Epic Systems, a leading provider of healthcare software, has also developed an AI-based sepsis prediction tool, although the company’s model has faced significant criticism in recent years . Epic’s sepsis model is used in hundreds of hospitals across the United States, according to a 2021 study published in JAMA Internal Medicine. But the researchers found that the model “poorly predicts sepsis” and that “its widespread adoption despite poor performance raises fundamental concerns about sepsis management at the national level,” the study said.

Epic pushed back on the findings, and the company published a blog post saying that healthcare organizations have seen sepsis death rates improve with its technology. Despite this, Epic reportedly overhauled its sepsis model the following year in an attempt to improve its performance, according to Stat News.

Prenosis told CNBC that while it could have directly marketed Sepsis ImmunoScore, it did not want to try to sell the product without FDA approval. The company said the tool was ready about three years ago, but it wanted to work with regulators to be aware of safety concerns and ensure the technology wouldn’t cause harm.

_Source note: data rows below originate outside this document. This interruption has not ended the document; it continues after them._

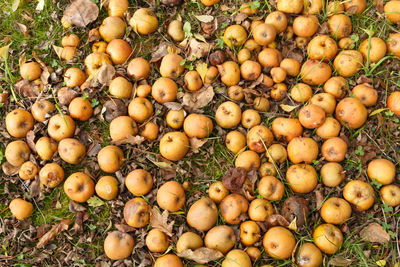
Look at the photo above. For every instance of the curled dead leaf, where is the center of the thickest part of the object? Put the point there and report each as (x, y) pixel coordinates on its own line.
(195, 144)
(132, 140)
(374, 233)
(54, 231)
(201, 255)
(9, 169)
(340, 261)
(160, 221)
(197, 49)
(81, 12)
(199, 98)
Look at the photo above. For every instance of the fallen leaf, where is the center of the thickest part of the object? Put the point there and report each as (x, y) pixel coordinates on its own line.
(80, 218)
(277, 219)
(162, 164)
(234, 178)
(288, 108)
(199, 98)
(240, 17)
(293, 225)
(22, 28)
(124, 228)
(30, 140)
(173, 105)
(81, 12)
(197, 49)
(160, 221)
(40, 5)
(205, 18)
(130, 139)
(15, 5)
(103, 75)
(54, 231)
(58, 50)
(381, 263)
(9, 169)
(340, 261)
(196, 143)
(4, 51)
(202, 68)
(201, 255)
(374, 233)
(95, 202)
(377, 111)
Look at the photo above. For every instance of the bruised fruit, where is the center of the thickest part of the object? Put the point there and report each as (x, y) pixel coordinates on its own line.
(79, 187)
(164, 90)
(174, 145)
(309, 255)
(302, 149)
(107, 187)
(328, 238)
(228, 115)
(360, 194)
(157, 241)
(137, 212)
(189, 240)
(202, 215)
(17, 152)
(41, 108)
(351, 112)
(279, 242)
(171, 66)
(140, 109)
(221, 238)
(20, 208)
(171, 196)
(302, 178)
(236, 258)
(112, 28)
(139, 182)
(138, 68)
(118, 245)
(19, 122)
(381, 170)
(110, 158)
(271, 188)
(144, 21)
(197, 125)
(51, 175)
(28, 171)
(335, 210)
(71, 150)
(30, 71)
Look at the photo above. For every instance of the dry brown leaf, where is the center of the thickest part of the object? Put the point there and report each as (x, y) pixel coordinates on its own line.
(30, 140)
(81, 12)
(124, 228)
(277, 219)
(22, 28)
(340, 261)
(199, 98)
(133, 140)
(375, 233)
(26, 88)
(160, 221)
(9, 169)
(195, 144)
(173, 105)
(201, 255)
(197, 49)
(54, 231)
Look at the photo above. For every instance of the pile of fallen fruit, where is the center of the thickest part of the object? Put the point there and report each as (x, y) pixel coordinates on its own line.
(281, 152)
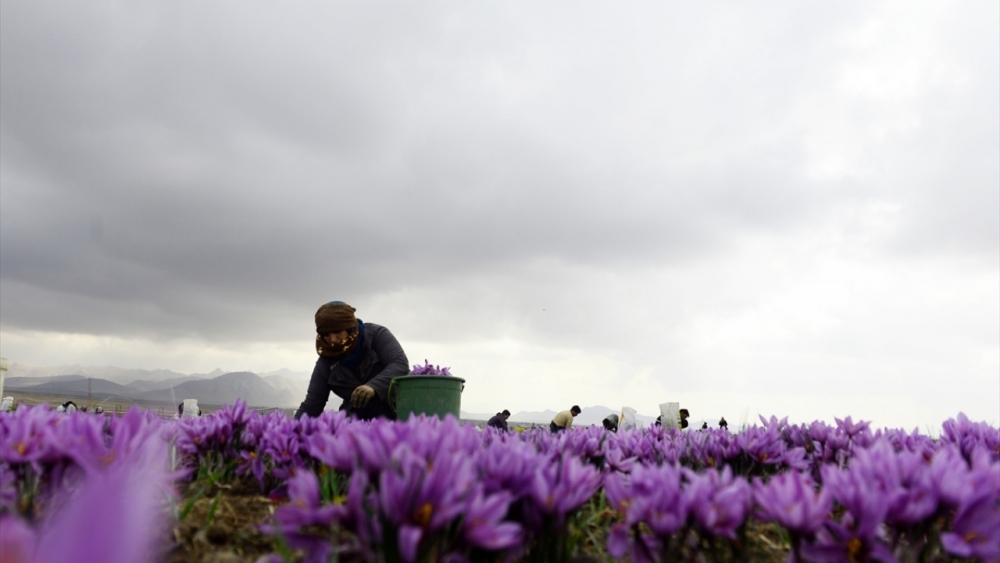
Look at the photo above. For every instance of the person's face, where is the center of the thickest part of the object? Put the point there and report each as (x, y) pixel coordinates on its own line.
(335, 337)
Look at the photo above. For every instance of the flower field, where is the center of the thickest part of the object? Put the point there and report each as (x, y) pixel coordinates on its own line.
(240, 486)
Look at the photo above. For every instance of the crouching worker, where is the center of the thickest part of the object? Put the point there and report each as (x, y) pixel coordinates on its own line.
(499, 420)
(357, 361)
(611, 422)
(564, 420)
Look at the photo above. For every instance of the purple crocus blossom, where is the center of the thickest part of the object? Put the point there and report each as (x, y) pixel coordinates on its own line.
(17, 540)
(718, 500)
(483, 525)
(792, 500)
(975, 531)
(130, 523)
(428, 369)
(563, 485)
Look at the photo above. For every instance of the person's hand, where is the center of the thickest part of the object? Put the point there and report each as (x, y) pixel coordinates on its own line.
(361, 396)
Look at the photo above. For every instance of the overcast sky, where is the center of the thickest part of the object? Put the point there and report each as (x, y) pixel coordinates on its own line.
(784, 208)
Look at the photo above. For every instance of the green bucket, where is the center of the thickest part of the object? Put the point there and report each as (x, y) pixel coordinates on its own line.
(426, 394)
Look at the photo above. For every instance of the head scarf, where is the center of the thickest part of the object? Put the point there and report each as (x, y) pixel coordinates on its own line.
(336, 316)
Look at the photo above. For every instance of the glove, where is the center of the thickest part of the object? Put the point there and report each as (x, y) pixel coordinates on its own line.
(361, 395)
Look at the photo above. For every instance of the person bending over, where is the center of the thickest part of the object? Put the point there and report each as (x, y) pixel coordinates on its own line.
(357, 361)
(499, 420)
(564, 420)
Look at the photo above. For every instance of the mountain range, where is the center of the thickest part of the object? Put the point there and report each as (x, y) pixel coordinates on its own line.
(282, 389)
(164, 387)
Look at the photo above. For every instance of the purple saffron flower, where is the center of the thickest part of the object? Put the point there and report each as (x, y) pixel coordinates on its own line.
(17, 540)
(719, 501)
(975, 530)
(130, 523)
(483, 526)
(562, 486)
(792, 500)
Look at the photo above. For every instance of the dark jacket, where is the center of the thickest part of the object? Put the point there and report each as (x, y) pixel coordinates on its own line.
(380, 358)
(497, 422)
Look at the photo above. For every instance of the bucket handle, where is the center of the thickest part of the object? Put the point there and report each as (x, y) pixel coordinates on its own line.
(390, 397)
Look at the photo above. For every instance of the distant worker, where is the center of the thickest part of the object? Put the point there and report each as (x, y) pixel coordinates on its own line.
(610, 422)
(499, 420)
(68, 406)
(564, 420)
(357, 361)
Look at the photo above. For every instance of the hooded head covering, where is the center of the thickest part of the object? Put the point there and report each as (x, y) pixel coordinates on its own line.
(336, 316)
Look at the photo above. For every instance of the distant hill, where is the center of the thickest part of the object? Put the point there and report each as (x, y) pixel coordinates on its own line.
(109, 373)
(588, 415)
(165, 384)
(224, 389)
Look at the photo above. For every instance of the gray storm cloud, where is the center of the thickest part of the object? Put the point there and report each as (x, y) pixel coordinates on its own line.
(215, 171)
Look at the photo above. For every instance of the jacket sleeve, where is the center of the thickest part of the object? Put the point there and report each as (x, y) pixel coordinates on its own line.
(318, 393)
(392, 357)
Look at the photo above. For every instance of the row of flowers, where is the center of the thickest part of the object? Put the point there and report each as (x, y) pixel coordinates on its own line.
(428, 489)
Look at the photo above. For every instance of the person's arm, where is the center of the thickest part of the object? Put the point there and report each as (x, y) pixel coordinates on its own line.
(391, 354)
(318, 393)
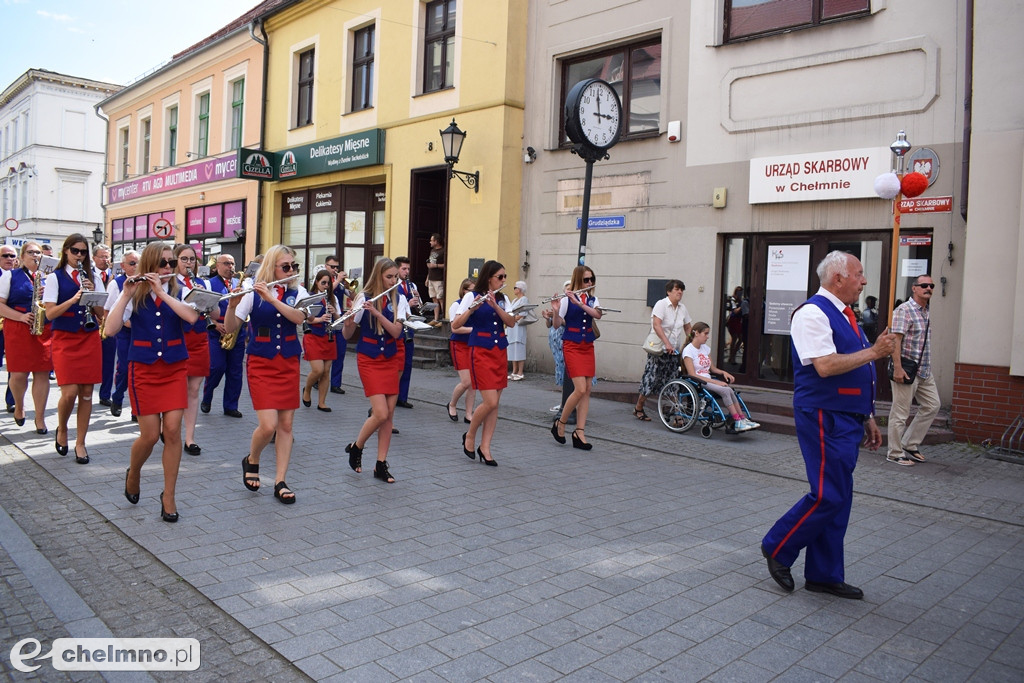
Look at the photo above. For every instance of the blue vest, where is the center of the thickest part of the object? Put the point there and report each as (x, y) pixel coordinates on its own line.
(488, 330)
(850, 392)
(579, 324)
(74, 318)
(271, 334)
(157, 334)
(374, 345)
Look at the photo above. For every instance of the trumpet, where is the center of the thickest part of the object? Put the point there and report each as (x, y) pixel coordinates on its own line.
(352, 311)
(565, 294)
(247, 290)
(478, 300)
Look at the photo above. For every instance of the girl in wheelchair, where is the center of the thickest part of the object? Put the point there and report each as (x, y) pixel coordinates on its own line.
(697, 363)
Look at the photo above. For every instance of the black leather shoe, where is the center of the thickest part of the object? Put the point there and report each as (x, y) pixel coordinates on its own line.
(779, 571)
(839, 590)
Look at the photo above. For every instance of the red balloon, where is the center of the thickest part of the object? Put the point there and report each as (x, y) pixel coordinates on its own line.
(913, 184)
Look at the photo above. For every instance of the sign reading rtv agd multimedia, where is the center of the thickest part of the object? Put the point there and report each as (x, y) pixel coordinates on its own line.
(813, 177)
(337, 154)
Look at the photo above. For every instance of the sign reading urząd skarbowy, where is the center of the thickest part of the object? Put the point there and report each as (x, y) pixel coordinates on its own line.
(813, 177)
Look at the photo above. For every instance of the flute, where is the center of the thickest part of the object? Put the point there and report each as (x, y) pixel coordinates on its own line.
(565, 294)
(352, 311)
(247, 290)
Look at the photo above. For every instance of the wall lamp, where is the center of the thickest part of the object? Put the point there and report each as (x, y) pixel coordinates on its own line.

Additionally, the FDA updated its guidance for businesses in September 2022 and shared examples of device software functions on which it “intends to focus its regulatory oversight.” The agency said software that “analyzes patient-specific medical information to detect a life-threatening illness, such as stroke or sepsis,” falls into this category.

In other words, the agency suggests that companies developing sepsis detection tools seek official approval.

Prenosis said it has worked to demonstrate the safety and effectiveness of Sepsis ImmunoScore to the FDA for approximately 18 months. Now that the company has received agency approval, it will conduct additional studies to demonstrate the accuracy and impact of the tools on clinical decision-making. Prenosis will begin selling the tool to hospitals in the United States and eventually to hospitals around the world, the company said.